1520 East Passyunk Ave., emberandashphilly.com
In the fall of 2017, the original Bridget Foy’s caught ablaze overnight, and by the time the sun came up, the restaurant no longer stood. The eatery opened by John Foy four decades ago was first known as East Philly Café and then was renamed in 1982 when his daughter, Bridget, was born. However, in February, Bridget Foy helped to reopen her namesake three years after the original went up in flames. The new Bridget Foy’s holds the same neighborhood type of aesthetic the original eatery took on, but with an updated look and menu. The site can seat patrons in the new dining room, by the bar and outdoors with heated options available along South Street.
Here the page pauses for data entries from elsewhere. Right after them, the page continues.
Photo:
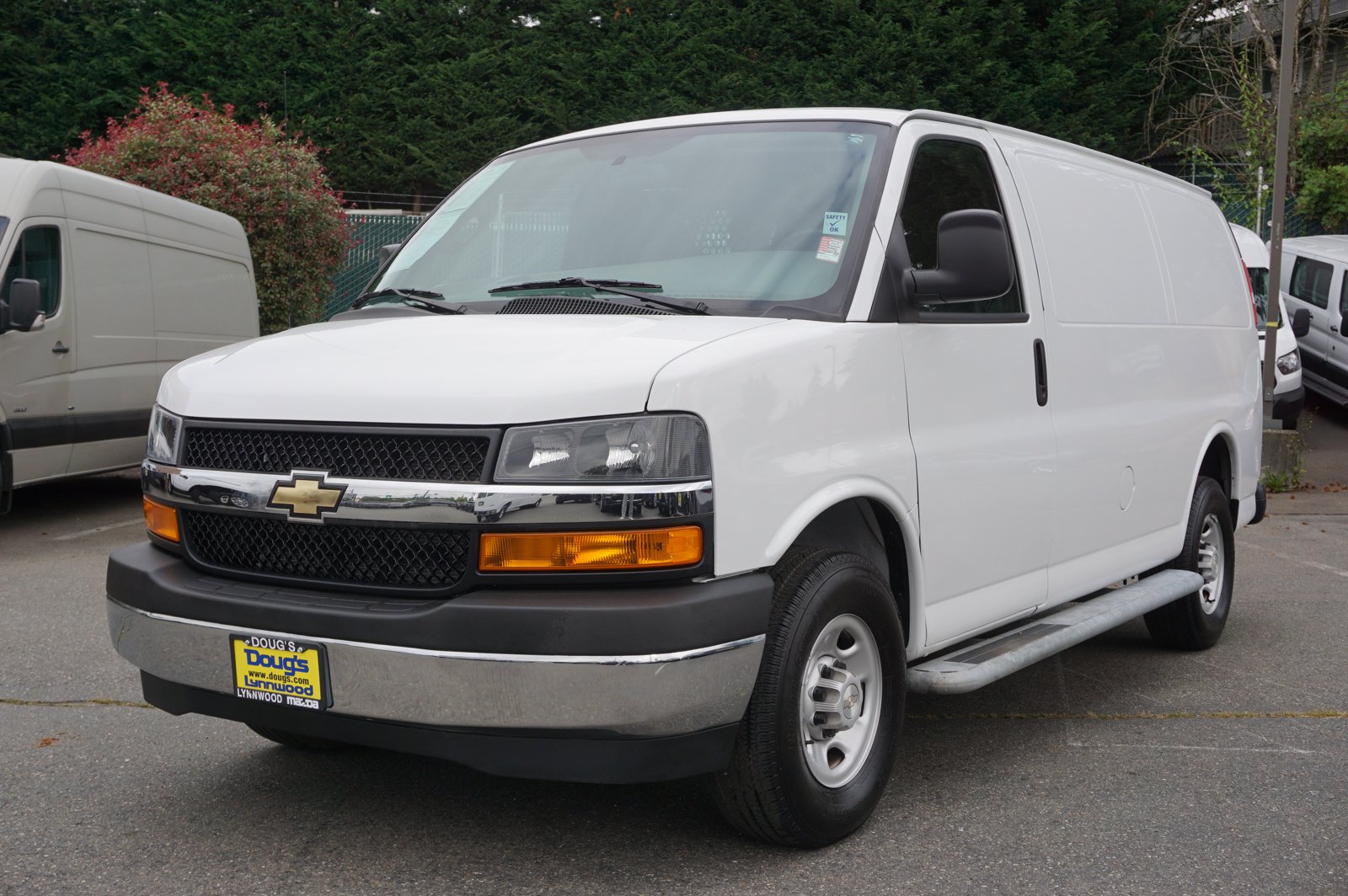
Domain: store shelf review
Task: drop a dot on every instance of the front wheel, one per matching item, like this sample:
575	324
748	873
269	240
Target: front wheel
816	747
1195	621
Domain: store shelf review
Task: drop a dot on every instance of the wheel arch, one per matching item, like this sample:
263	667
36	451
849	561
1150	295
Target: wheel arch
1219	461
874	527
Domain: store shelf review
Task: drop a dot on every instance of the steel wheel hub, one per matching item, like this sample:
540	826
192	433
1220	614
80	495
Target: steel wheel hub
840	700
1212	563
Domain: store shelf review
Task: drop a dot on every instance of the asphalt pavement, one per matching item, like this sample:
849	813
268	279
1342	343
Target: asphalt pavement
1112	768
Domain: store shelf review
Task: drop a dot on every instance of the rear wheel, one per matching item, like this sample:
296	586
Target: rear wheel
290	739
817	744
1195	621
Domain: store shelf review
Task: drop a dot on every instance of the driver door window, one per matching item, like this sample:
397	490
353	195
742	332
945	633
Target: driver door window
37	256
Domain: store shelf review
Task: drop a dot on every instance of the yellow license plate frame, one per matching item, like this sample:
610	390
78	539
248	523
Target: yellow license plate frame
280	671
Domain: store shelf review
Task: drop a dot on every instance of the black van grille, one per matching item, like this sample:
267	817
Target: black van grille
371	456
368	556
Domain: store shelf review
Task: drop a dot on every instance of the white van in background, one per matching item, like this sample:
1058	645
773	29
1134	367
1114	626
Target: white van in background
934	309
105	287
1289	395
1314	280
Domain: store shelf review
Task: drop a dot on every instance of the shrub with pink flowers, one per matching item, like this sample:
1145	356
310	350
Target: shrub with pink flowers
271	182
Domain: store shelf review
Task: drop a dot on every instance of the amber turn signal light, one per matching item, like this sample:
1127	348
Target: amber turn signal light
590	552
161	520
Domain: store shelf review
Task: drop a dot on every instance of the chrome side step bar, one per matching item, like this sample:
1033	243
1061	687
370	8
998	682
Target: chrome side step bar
974	664
1325	388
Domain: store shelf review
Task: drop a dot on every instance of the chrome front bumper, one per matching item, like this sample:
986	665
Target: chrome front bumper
642	696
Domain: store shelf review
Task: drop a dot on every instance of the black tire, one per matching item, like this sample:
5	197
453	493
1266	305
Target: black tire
770	792
290	739
1184	624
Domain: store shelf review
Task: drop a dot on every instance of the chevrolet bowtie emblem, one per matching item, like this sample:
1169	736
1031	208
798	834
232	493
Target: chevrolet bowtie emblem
307	496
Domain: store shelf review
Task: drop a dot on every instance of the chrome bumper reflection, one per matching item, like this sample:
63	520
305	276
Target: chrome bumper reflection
442	503
647	696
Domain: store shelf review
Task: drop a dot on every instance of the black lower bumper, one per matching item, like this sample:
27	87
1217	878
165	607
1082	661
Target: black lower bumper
1286	408
563	758
617	620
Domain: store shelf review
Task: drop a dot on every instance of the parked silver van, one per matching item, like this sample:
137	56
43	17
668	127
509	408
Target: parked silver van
1314	276
105	287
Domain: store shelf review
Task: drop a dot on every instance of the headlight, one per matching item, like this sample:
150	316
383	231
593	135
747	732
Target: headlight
162	444
631	449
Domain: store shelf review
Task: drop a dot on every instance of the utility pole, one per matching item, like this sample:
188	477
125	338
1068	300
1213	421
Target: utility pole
1286	67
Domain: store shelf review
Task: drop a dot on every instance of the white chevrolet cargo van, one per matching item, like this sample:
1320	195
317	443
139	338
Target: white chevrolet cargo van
1287	395
1314	276
105	287
889	401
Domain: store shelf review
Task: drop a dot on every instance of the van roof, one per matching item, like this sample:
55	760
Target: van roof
1253	251
1331	244
882	116
49	189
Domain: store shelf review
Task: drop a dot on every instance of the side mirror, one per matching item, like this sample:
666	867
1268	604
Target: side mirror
1301	323
24	309
974	260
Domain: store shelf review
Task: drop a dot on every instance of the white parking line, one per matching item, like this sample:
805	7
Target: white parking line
96	530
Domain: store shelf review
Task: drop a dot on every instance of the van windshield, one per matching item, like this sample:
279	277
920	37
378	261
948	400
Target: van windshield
752	219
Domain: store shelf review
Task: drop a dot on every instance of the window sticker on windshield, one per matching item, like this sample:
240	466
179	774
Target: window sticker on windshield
831	249
835	224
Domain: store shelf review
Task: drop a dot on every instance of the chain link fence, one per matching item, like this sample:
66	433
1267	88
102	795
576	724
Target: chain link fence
1240	206
371	232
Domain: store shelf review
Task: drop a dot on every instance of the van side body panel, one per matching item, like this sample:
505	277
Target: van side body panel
801	415
141	291
1150	347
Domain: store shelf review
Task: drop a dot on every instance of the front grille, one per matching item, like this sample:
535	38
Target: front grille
370	456
368	556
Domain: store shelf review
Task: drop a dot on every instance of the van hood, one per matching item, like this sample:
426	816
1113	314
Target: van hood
444	371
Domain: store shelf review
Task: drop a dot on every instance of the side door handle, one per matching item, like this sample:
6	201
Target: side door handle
1041	374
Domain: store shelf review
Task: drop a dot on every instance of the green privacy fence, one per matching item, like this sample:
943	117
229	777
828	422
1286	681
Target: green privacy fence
371	232
1239	205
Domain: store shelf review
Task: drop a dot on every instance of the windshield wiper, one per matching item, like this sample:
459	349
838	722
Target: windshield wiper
418	298
618	287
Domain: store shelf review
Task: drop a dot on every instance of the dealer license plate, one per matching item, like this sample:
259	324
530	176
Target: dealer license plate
280	671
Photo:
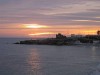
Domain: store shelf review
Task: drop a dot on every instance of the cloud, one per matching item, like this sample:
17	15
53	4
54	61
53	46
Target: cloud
49	12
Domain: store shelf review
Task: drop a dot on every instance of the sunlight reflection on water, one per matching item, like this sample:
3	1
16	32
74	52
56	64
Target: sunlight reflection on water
34	62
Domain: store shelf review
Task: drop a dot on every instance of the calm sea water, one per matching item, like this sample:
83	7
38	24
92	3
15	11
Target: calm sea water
48	60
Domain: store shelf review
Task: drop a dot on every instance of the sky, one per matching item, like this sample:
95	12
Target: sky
45	18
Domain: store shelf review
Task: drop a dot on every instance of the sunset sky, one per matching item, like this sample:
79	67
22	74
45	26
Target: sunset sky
45	18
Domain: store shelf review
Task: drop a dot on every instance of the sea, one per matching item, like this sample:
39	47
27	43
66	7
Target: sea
18	59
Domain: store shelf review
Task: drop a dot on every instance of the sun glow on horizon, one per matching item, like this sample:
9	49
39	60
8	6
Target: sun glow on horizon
45	33
35	26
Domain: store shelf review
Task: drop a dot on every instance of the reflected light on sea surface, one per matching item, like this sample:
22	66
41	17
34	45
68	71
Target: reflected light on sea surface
34	62
94	52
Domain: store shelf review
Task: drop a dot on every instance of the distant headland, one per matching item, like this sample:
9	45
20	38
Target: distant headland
64	40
Sticking with the theme of keeping things in the family, patrons can see the original’s owners mark on the walls — and quite literally. For the new menu, Foy wanted to bring back the big classics and stand-outs from the original menu with other selections of American comfort and elevated pub food.
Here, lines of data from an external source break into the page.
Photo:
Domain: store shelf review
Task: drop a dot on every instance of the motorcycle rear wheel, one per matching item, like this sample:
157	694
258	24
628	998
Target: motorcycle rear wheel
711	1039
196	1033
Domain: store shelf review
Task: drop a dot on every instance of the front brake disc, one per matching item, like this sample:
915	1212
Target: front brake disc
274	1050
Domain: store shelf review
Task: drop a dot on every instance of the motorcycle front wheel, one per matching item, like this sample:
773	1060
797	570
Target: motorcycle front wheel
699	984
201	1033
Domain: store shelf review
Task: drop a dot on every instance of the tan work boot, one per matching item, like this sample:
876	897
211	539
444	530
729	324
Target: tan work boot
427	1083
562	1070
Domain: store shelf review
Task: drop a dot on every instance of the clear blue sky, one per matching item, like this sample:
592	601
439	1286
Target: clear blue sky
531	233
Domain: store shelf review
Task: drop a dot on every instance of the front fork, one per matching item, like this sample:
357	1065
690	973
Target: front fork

200 South St., bridgetfoys.com
Sometimes opposites attract and the results can be delicious — just take a look at Rittenhouse Square’s eatery Bar Poulet, which opened earlier this year in May. The new concept located in the old location of Walnut Street’s Tria brings an upscale French attitude mixed with a traditional comfort-food styled twist in the form of fried chicken, champagne, and so much in between. Myerow and partner Dave Kwass own and operate the wine and cheese hotspots Tria around the city, and this latest concept still holds a place for vino lovers but also tackles numerous varieties of champagne and a bevy of draft cocktails that actually taste freshly made. As for the cheese, they still have a selection of tasty fromage but also with the added addition of fried chicken and some vegetarian options as well. The vibe matches the food: Chic and elegant in one respect, and comfy in the other. The French aesthetic is simple and clean, but diners can sit in a dimly lit booth and look out into the bar area or right onto Walnut street while enjoying their meal. The floors of the previous Tria taproom have been reclaimed, the walls now have a Venetian feel and the antique fixtures surrounding the whole layout tie everything up nicely.
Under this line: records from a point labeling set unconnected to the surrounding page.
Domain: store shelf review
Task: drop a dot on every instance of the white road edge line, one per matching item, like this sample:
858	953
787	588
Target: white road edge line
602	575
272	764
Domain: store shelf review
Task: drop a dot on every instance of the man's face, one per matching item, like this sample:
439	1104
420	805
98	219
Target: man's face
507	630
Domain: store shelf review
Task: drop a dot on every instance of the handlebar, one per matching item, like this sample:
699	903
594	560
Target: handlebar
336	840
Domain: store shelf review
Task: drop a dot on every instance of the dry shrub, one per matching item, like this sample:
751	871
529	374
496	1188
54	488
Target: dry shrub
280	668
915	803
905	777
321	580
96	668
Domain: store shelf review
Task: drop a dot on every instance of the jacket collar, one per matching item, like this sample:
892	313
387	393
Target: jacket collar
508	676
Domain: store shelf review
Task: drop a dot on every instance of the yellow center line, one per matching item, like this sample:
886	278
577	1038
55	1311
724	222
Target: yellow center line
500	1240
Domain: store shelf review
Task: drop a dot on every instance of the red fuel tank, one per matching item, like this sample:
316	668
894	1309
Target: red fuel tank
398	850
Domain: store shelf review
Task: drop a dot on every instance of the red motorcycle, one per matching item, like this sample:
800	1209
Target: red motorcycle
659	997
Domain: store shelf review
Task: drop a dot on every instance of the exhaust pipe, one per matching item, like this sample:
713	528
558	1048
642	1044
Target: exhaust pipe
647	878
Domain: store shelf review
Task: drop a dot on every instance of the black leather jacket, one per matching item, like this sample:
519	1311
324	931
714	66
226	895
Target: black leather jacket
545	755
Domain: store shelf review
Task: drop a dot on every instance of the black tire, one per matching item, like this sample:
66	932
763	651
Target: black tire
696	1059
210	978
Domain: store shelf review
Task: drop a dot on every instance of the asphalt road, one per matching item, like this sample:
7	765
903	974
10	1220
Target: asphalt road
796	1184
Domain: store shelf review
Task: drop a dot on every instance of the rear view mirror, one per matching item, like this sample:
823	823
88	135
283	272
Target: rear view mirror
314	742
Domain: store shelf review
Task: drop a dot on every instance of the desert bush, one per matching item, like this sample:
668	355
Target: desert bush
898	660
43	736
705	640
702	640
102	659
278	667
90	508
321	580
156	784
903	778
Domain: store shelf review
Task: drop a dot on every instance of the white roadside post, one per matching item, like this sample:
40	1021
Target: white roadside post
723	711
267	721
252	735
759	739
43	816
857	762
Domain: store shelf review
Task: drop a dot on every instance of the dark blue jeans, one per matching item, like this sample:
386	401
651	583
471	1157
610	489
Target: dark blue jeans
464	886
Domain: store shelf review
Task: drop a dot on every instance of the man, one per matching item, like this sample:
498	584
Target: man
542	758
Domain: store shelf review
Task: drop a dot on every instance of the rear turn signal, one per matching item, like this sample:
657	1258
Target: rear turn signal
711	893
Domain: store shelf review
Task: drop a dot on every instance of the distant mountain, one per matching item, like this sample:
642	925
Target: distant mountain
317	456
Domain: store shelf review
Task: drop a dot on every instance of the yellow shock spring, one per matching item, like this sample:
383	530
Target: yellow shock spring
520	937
2005 Walnut St., barpoulet.com
Stephen Starr’s latest venture opened up earlier this year in October in Fishtown. LMNO features an authentic Baja-inspired menu centered around a custom live-fire grill — but that’s just the tip of the iceberg at the eatery, which also acts as an art gallery, a bookstore, and an intimate music venue, all under one roof. This multi-purpose concept will allow artists, musicians, and creators to showcase work alongside a rich, authentic culinary and beverage experience. The Baja-inspired cuisine comes from the coasts of Mexico, and diners will get to sink their teeth into a selection of aguachiles, ceviches, and coctels that are made with the freshest raw product. Flavors range from all across the board thanks to Starr’s collaboration with Chef Javier Plascencia, a noted ambassador of Mexican cuisine.